I say let's wait and see what happens in a REAL COURT CASE. an out of court settlement does not make legal precident.
Klaus From Germany, joined Jul 2001, 21652 posts, RR: 53
Reply 2, posted (9 years 2 weeks 5 days 17 hours ago) and read 1538 times:
Quoting TedTAce (Reply 1): I say let's wait and see what happens in a REAL COURT CASE. an out of court settlement does not make legal precident.
Microsoft's current front SCO is in the process of failing in its attempt to stem the rise of Linux, so MS is apparently giving up the sharade and stepping into the light themselves.
Will they succeed any more than SCO did (not)? I doubt it.

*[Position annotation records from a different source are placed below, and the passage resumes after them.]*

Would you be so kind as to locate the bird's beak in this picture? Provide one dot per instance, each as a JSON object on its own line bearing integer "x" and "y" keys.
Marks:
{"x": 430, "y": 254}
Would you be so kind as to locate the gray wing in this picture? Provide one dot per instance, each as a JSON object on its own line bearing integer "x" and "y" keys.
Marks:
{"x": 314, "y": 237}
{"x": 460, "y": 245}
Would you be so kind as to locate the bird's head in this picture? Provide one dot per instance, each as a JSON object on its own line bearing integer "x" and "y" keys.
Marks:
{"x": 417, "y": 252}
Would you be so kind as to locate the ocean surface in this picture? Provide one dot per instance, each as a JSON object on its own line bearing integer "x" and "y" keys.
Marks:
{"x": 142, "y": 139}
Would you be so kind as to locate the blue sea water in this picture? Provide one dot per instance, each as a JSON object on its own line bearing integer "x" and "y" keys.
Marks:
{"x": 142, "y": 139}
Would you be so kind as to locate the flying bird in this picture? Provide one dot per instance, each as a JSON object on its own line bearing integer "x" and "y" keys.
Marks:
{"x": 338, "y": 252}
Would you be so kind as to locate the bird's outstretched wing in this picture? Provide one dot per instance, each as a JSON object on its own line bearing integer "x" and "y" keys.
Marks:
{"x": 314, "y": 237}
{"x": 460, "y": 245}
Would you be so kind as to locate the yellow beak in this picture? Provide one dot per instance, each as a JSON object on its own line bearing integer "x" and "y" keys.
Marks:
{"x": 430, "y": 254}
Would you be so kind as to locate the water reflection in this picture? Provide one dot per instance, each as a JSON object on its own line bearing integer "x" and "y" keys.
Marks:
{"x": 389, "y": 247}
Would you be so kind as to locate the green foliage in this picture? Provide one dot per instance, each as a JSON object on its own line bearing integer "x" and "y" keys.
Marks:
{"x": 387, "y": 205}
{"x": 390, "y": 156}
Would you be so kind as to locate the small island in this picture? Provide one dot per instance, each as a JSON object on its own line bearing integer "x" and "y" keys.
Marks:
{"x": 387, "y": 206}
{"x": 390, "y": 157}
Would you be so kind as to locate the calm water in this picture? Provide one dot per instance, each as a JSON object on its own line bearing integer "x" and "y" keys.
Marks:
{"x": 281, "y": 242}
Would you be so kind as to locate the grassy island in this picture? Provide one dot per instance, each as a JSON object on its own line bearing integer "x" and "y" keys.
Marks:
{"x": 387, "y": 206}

Microsoft is on the defensive, and replacing actual progress with their usual power plays is getting more and more difficult against two major competitors which are both much more agile than MS ever was.
YOWza From Canada, joined Jul 2005, 5063 posts, RR: 14
Reply 4, posted (9 years 2 weeks 5 days 16 hours ago) and read 1521 times:
MS are in fact working with Novell on the Mono-project. This project is a means of deploying programs written in the .NET languages on all platforms. As part of this partnership MS dropped in a lot of money and are expecting to make some of it back so MS pushing for $$ from users on other platforms should surprise nobody.
Linux's continued existence and growth at the expense of Windows' market share is what has upset Microsoft. They can't ignore it, because maintaining the status quo will only hurt they more. They can't buy it and kill it, because it's so decentralized and open. Thus, it's time to spread FUD: Fear, Uncertainty, and Doubt.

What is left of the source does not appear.